How? By provoking, by shocking its audiences back to life. Dadaism did not favor one artistic medium over another. To the contrary, it was an onslaught from every corner of creativity, where even everyday objects were reconstituted and renamed as “art.” Take for instance, Marcel Duchamp’s infamous Fountain (1917): a used urinal to which he added an artist’s signature. Or consider Duchamp’s satirical and sacrilegious rendering of the Mona Lisa, a postcard reproduction of Da Vinci’s masterpiece with a scribbled on mustache and accompanying obscenities (L.H.O.O.Q; 1919). Moreover, Dadaist poetry became a typographer’s nightmare: outlandish fonts, scatological humor, visual puns, undecipherable meanings and images, any and everything to garner attention and outrage the viewer. Dada was also a highly performative, theatrical event. From its inception in Zurich in 1916, when the nineteen-year-old Tristan Tzara stepped onto the stage of the Cabaret Voltaire, singing maudlin melodies and dispensing wads of paper to a baffled audience as masked performers on stilts raced on; to his variety show in 1920 at the Théâtre de l'Œuvre in Paris, where the audience was instructed to inexplicably shout “cra” and “cri” on an ascending melodic scale as Tzara sang in strident harmony. These performances weren’t just bawdy, they were meant to spark a riot.
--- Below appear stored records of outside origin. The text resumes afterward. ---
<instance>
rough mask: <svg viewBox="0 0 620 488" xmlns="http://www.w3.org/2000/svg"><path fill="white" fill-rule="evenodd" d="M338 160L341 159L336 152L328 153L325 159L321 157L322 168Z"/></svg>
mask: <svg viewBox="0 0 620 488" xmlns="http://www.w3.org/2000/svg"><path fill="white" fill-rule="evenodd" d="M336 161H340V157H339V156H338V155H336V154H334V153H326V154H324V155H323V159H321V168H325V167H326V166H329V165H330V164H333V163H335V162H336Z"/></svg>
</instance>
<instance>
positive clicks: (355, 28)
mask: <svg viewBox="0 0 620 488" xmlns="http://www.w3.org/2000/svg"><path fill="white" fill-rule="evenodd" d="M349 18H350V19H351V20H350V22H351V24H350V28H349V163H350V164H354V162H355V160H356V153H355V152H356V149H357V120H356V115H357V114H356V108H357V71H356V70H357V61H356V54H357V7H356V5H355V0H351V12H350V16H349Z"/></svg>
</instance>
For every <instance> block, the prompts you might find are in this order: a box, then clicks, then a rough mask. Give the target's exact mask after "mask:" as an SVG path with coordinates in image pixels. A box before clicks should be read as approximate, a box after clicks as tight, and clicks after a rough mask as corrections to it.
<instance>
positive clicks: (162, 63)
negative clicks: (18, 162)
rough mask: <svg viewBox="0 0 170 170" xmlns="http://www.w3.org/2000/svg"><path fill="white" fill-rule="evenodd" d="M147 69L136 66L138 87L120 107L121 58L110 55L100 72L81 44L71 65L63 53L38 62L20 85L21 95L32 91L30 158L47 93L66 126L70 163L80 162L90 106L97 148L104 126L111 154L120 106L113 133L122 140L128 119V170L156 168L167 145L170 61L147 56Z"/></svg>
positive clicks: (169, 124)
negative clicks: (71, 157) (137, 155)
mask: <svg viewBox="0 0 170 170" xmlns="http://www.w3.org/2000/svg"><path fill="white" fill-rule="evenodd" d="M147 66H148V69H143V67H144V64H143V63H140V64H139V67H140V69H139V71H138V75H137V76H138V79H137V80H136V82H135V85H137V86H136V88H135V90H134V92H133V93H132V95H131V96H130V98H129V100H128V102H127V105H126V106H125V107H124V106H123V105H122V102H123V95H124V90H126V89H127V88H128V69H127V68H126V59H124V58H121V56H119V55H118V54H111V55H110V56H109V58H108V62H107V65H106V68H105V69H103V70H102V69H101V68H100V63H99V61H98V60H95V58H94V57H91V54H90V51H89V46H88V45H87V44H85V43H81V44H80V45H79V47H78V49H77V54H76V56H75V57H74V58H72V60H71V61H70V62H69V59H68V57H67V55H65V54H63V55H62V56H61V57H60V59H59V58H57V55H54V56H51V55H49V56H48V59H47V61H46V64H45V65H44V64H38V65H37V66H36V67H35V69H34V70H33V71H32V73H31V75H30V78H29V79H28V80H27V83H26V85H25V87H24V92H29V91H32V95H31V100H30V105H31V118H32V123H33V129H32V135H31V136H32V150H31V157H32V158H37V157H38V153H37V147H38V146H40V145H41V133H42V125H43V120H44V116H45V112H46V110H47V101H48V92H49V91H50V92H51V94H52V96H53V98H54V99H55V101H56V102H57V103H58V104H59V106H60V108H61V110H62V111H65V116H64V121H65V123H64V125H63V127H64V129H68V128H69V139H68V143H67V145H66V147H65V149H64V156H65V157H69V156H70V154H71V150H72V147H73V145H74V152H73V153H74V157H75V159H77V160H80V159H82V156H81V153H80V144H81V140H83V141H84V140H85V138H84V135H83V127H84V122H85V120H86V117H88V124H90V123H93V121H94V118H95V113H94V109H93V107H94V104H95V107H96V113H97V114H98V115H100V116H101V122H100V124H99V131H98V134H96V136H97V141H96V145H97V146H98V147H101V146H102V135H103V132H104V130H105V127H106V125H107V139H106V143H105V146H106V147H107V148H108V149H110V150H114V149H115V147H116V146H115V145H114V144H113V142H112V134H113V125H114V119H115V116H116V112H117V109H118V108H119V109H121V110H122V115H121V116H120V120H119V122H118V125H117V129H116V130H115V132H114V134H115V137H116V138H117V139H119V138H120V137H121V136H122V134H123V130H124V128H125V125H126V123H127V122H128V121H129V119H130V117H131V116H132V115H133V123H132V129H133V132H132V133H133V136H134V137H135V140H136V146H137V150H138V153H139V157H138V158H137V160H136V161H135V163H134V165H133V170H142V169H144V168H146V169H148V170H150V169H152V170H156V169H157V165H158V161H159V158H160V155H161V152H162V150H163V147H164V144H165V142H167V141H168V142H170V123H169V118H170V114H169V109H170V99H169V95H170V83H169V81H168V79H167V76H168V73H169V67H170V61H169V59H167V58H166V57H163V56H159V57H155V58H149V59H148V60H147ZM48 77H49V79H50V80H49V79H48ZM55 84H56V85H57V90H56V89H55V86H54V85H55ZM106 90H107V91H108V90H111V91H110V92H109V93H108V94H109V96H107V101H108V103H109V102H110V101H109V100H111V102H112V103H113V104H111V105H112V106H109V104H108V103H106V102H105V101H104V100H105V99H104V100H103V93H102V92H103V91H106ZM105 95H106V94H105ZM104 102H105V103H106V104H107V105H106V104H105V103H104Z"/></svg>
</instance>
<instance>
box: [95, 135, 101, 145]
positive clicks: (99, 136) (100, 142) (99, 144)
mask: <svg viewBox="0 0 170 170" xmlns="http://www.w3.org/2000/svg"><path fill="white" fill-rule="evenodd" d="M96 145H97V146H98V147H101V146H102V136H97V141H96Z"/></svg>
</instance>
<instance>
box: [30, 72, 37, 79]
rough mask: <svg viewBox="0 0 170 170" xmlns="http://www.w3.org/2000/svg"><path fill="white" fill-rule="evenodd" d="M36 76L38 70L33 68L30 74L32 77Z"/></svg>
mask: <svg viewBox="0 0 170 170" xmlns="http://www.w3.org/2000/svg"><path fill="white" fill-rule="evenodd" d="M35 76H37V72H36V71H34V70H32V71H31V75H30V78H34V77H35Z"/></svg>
While Dada was a broad and prolific movement, it was also short-lived. By 1924 Dada was already transitioning into Surrealism or other forms of Modernism. However, Dada’s influence on a post-modern sensibility cannot be overstated. The Dadaists forever changed the definition of what constitutes art, opening the door to almost every kind of artist, from pop art to performance art, from graphic design to the American Avant-Garde’s revolutionary theatre companies of the 1960s and 1970s. One need to merely look about to see that Dada is everywhere.